Though the CAN-SPAM Act has been in effect since 2003, I have had several different firms in the last 6 months want to use purchased email lists—some of them compiled–with no knowledge of CAN-SPAM laws. It’s time for a quick refresher.

Each violation of the CAN-SPAM Act can result in up to a $16,000 fine, so a basic knowledge of this Act is imperative if you are an email marketer. The CAN-SPAM Act impacts commercial emails that are sent to email addresses in the USA. Other countries have specific email marketing laws, including the super-restrictive Canadian CASL laws.

The CAN-SPAM Act identifies two types of commercial email content that it covers:

  1. Transactional content –an email about a current or already agreed-upon transaction.
  2. Commercial content- which advertises or promotes a commercial product, service or website.
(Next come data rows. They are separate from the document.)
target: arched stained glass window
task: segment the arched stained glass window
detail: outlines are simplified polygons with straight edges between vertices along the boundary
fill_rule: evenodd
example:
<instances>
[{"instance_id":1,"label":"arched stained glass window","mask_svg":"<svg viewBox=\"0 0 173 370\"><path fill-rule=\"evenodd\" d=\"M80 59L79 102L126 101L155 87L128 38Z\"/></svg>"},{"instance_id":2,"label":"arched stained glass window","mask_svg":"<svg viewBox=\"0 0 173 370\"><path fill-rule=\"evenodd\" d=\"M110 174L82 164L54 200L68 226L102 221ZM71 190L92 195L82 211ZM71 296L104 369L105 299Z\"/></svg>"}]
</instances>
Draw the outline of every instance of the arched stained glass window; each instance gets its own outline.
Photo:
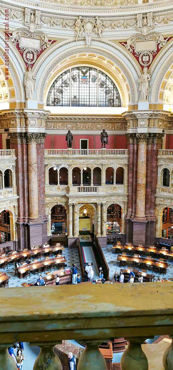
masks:
<instances>
[{"instance_id":1,"label":"arched stained glass window","mask_svg":"<svg viewBox=\"0 0 173 370\"><path fill-rule=\"evenodd\" d=\"M54 81L47 105L55 107L121 107L121 99L112 80L89 67L72 68Z\"/></svg>"}]
</instances>

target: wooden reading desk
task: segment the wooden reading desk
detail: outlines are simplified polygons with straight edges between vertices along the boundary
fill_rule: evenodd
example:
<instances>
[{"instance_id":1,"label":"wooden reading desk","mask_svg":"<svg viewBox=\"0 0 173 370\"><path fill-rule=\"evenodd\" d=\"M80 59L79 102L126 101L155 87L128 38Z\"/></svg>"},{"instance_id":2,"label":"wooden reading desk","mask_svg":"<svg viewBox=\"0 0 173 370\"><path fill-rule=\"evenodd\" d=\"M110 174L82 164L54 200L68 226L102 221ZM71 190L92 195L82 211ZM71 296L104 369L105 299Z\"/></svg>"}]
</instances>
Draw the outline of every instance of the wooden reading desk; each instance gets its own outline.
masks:
<instances>
[{"instance_id":1,"label":"wooden reading desk","mask_svg":"<svg viewBox=\"0 0 173 370\"><path fill-rule=\"evenodd\" d=\"M167 269L169 267L170 265L163 261L158 261L152 258L145 258L145 257L137 257L135 256L121 255L118 255L117 256L117 261L120 261L120 265L121 267L122 264L124 264L125 266L127 264L127 262L136 263L136 264L140 267L140 265L142 264L145 264L147 268L149 269L150 266L156 266L159 268L162 273L166 273ZM126 262L127 263L126 263ZM143 266L142 266L143 267Z\"/></svg>"},{"instance_id":2,"label":"wooden reading desk","mask_svg":"<svg viewBox=\"0 0 173 370\"><path fill-rule=\"evenodd\" d=\"M45 270L48 269L48 266L50 265L51 265L51 268L52 267L53 268L55 268L55 265L58 265L60 268L62 267L64 268L65 263L66 263L66 262L67 261L65 257L62 258L61 256L59 255L53 258L41 260L40 261L30 263L29 265L27 264L20 266L17 269L15 269L15 270L17 272L18 277L20 279L22 279L26 273L34 271L38 269L41 269L40 273L41 270L45 273Z\"/></svg>"},{"instance_id":3,"label":"wooden reading desk","mask_svg":"<svg viewBox=\"0 0 173 370\"><path fill-rule=\"evenodd\" d=\"M59 252L59 254L62 255L62 251L65 249L63 246L54 246L45 248L37 248L35 249L27 249L26 250L22 250L20 252L16 252L13 251L11 254L8 256L4 256L0 257L0 268L3 266L8 268L8 262L11 262L14 266L14 262L19 259L24 259L27 258L30 258L31 256L35 256L37 258L39 258L41 259L41 255L45 253L51 254L53 257L53 253L55 252Z\"/></svg>"},{"instance_id":4,"label":"wooden reading desk","mask_svg":"<svg viewBox=\"0 0 173 370\"><path fill-rule=\"evenodd\" d=\"M5 286L8 287L8 280L10 276L8 276L6 272L1 272L0 273L0 287L4 287Z\"/></svg>"},{"instance_id":5,"label":"wooden reading desk","mask_svg":"<svg viewBox=\"0 0 173 370\"><path fill-rule=\"evenodd\" d=\"M134 246L133 244L130 243L127 243L125 245L124 244L116 243L114 245L113 249L114 249L115 251L116 249L120 249L121 250L129 250L129 253L131 251L132 252L138 252L139 254L140 252L143 252L145 254L155 254L156 256L157 255L162 254L163 255L163 258L165 258L166 259L167 259L168 258L173 258L173 252L171 252L169 249L164 248L158 249L156 247L153 246L150 246L150 247L145 247L143 245L140 245Z\"/></svg>"}]
</instances>

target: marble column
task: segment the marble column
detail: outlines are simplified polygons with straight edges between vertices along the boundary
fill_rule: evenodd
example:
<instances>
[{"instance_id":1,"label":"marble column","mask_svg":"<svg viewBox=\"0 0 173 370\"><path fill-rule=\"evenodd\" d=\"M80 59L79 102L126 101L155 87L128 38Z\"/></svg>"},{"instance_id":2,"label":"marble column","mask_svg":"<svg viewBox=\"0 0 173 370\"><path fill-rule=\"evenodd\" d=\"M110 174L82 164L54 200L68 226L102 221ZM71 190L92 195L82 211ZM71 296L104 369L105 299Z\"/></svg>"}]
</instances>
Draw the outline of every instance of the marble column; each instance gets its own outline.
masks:
<instances>
[{"instance_id":1,"label":"marble column","mask_svg":"<svg viewBox=\"0 0 173 370\"><path fill-rule=\"evenodd\" d=\"M121 357L121 370L148 370L147 359L141 347L141 343L145 339L136 338L129 340L127 348Z\"/></svg>"},{"instance_id":2,"label":"marble column","mask_svg":"<svg viewBox=\"0 0 173 370\"><path fill-rule=\"evenodd\" d=\"M107 212L105 203L102 203L102 236L106 236L106 221Z\"/></svg>"},{"instance_id":3,"label":"marble column","mask_svg":"<svg viewBox=\"0 0 173 370\"><path fill-rule=\"evenodd\" d=\"M173 334L170 335L173 338ZM173 339L169 346L166 350L163 357L163 364L165 370L173 370Z\"/></svg>"},{"instance_id":4,"label":"marble column","mask_svg":"<svg viewBox=\"0 0 173 370\"><path fill-rule=\"evenodd\" d=\"M73 214L72 205L69 204L69 235L68 238L73 238Z\"/></svg>"},{"instance_id":5,"label":"marble column","mask_svg":"<svg viewBox=\"0 0 173 370\"><path fill-rule=\"evenodd\" d=\"M74 235L75 238L79 236L78 224L79 222L78 214L77 213L78 203L75 203L74 205Z\"/></svg>"},{"instance_id":6,"label":"marble column","mask_svg":"<svg viewBox=\"0 0 173 370\"><path fill-rule=\"evenodd\" d=\"M36 359L33 367L33 370L62 370L62 366L58 356L55 354L53 346L61 344L61 342L56 341L43 343L30 343L30 346L38 346L41 347L40 352Z\"/></svg>"},{"instance_id":7,"label":"marble column","mask_svg":"<svg viewBox=\"0 0 173 370\"><path fill-rule=\"evenodd\" d=\"M80 186L83 186L83 171L80 171Z\"/></svg>"},{"instance_id":8,"label":"marble column","mask_svg":"<svg viewBox=\"0 0 173 370\"><path fill-rule=\"evenodd\" d=\"M31 135L29 134L29 135ZM29 218L30 221L38 220L38 198L37 144L34 139L28 144Z\"/></svg>"},{"instance_id":9,"label":"marble column","mask_svg":"<svg viewBox=\"0 0 173 370\"><path fill-rule=\"evenodd\" d=\"M93 186L93 171L91 171L91 186Z\"/></svg>"},{"instance_id":10,"label":"marble column","mask_svg":"<svg viewBox=\"0 0 173 370\"><path fill-rule=\"evenodd\" d=\"M97 236L101 236L101 204L97 203Z\"/></svg>"},{"instance_id":11,"label":"marble column","mask_svg":"<svg viewBox=\"0 0 173 370\"><path fill-rule=\"evenodd\" d=\"M137 134L138 142L136 215L133 220L133 243L145 244L147 221L145 216L146 143L148 134Z\"/></svg>"},{"instance_id":12,"label":"marble column","mask_svg":"<svg viewBox=\"0 0 173 370\"><path fill-rule=\"evenodd\" d=\"M80 356L78 370L106 370L106 363L98 348L103 340L95 339L85 341L86 347Z\"/></svg>"},{"instance_id":13,"label":"marble column","mask_svg":"<svg viewBox=\"0 0 173 370\"><path fill-rule=\"evenodd\" d=\"M146 143L148 134L137 134L139 141L135 220L145 221Z\"/></svg>"}]
</instances>

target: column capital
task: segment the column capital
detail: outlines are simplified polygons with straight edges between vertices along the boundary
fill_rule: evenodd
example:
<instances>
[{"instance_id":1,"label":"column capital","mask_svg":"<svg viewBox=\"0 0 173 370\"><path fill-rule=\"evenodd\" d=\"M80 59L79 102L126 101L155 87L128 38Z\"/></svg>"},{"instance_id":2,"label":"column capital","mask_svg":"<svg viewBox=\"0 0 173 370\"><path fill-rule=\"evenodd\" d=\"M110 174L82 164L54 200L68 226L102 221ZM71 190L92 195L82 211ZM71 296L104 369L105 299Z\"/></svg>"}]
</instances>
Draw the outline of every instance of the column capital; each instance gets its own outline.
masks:
<instances>
[{"instance_id":1,"label":"column capital","mask_svg":"<svg viewBox=\"0 0 173 370\"><path fill-rule=\"evenodd\" d=\"M46 135L45 132L8 132L8 136L12 144L44 144Z\"/></svg>"}]
</instances>

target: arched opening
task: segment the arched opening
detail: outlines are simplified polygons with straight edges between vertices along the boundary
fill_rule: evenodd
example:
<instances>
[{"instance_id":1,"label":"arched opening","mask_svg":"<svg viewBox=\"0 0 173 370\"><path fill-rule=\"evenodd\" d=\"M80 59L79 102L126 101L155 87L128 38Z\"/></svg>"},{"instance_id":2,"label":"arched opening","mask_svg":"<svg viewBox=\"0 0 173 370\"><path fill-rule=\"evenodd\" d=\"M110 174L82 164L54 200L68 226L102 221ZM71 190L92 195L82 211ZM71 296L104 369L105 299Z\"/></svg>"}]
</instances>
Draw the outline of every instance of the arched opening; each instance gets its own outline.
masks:
<instances>
[{"instance_id":1,"label":"arched opening","mask_svg":"<svg viewBox=\"0 0 173 370\"><path fill-rule=\"evenodd\" d=\"M114 184L114 169L108 167L106 169L106 184L113 185Z\"/></svg>"},{"instance_id":2,"label":"arched opening","mask_svg":"<svg viewBox=\"0 0 173 370\"><path fill-rule=\"evenodd\" d=\"M111 204L107 209L107 234L121 233L122 209L119 204Z\"/></svg>"},{"instance_id":3,"label":"arched opening","mask_svg":"<svg viewBox=\"0 0 173 370\"><path fill-rule=\"evenodd\" d=\"M58 185L58 170L56 167L52 167L49 170L49 185Z\"/></svg>"},{"instance_id":4,"label":"arched opening","mask_svg":"<svg viewBox=\"0 0 173 370\"><path fill-rule=\"evenodd\" d=\"M63 167L59 170L59 185L68 185L68 171L67 168Z\"/></svg>"},{"instance_id":5,"label":"arched opening","mask_svg":"<svg viewBox=\"0 0 173 370\"><path fill-rule=\"evenodd\" d=\"M2 171L0 171L0 189L3 189L3 173Z\"/></svg>"},{"instance_id":6,"label":"arched opening","mask_svg":"<svg viewBox=\"0 0 173 370\"><path fill-rule=\"evenodd\" d=\"M73 185L80 185L80 169L75 167L72 171L72 184Z\"/></svg>"},{"instance_id":7,"label":"arched opening","mask_svg":"<svg viewBox=\"0 0 173 370\"><path fill-rule=\"evenodd\" d=\"M13 174L11 169L6 169L4 172L4 188L13 188Z\"/></svg>"},{"instance_id":8,"label":"arched opening","mask_svg":"<svg viewBox=\"0 0 173 370\"><path fill-rule=\"evenodd\" d=\"M82 206L79 209L79 234L85 235L92 233L94 234L95 212L93 206L87 204Z\"/></svg>"},{"instance_id":9,"label":"arched opening","mask_svg":"<svg viewBox=\"0 0 173 370\"><path fill-rule=\"evenodd\" d=\"M0 213L0 243L10 240L10 213L8 211L3 211Z\"/></svg>"},{"instance_id":10,"label":"arched opening","mask_svg":"<svg viewBox=\"0 0 173 370\"><path fill-rule=\"evenodd\" d=\"M118 167L116 170L116 184L124 184L124 168Z\"/></svg>"},{"instance_id":11,"label":"arched opening","mask_svg":"<svg viewBox=\"0 0 173 370\"><path fill-rule=\"evenodd\" d=\"M96 167L93 170L93 185L101 185L101 171L99 167Z\"/></svg>"},{"instance_id":12,"label":"arched opening","mask_svg":"<svg viewBox=\"0 0 173 370\"><path fill-rule=\"evenodd\" d=\"M170 172L168 168L164 168L163 171L163 186L169 186Z\"/></svg>"},{"instance_id":13,"label":"arched opening","mask_svg":"<svg viewBox=\"0 0 173 370\"><path fill-rule=\"evenodd\" d=\"M67 211L61 204L56 204L51 210L51 233L52 235L66 235Z\"/></svg>"},{"instance_id":14,"label":"arched opening","mask_svg":"<svg viewBox=\"0 0 173 370\"><path fill-rule=\"evenodd\" d=\"M82 172L83 185L91 185L91 169L88 167L84 167Z\"/></svg>"},{"instance_id":15,"label":"arched opening","mask_svg":"<svg viewBox=\"0 0 173 370\"><path fill-rule=\"evenodd\" d=\"M163 211L162 238L173 239L173 209L166 207Z\"/></svg>"}]
</instances>

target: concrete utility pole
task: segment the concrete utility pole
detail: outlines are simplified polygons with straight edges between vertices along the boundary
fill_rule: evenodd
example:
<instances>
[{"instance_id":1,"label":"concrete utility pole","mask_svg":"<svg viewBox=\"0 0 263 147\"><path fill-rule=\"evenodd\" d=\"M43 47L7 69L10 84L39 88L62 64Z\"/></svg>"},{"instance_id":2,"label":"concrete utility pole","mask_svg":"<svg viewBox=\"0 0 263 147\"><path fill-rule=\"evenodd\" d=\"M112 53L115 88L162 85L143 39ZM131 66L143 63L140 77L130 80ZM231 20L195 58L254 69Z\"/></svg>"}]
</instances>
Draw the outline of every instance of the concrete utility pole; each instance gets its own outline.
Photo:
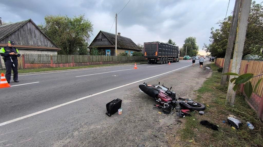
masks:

Some of the basics of the CAN-SPAM Act, which established requirements so email recipients can opt out of commercial emails, include that marketing emails must:

  1. Not include false or misleading header information.
  2. Have non-deceptive subject lines.
  3. Identify the message as an ad.
  4. Tell the recipients where you are located.
  5. Tell recipients how to opt out of future emails.
  6. Promptly remove people who opt out.

As email response rates on our internal databases are dropping, it is tempting to purchase the many compiled email lists are available today. Be careful! Using many of these lists will put you in violation of the CAN-SPAM laws, get extremely low response rates, and can get your IP address blacklisted. An upcoming blog post will give some suggestions about how you can legally use and improve response rates on purchased lists.

The journey continues.

C

Disclaimer: I am a marketer, not an attorney. The information in this post should not be construed as legal advice. This is my interpretation of the CAN-SPAM Act.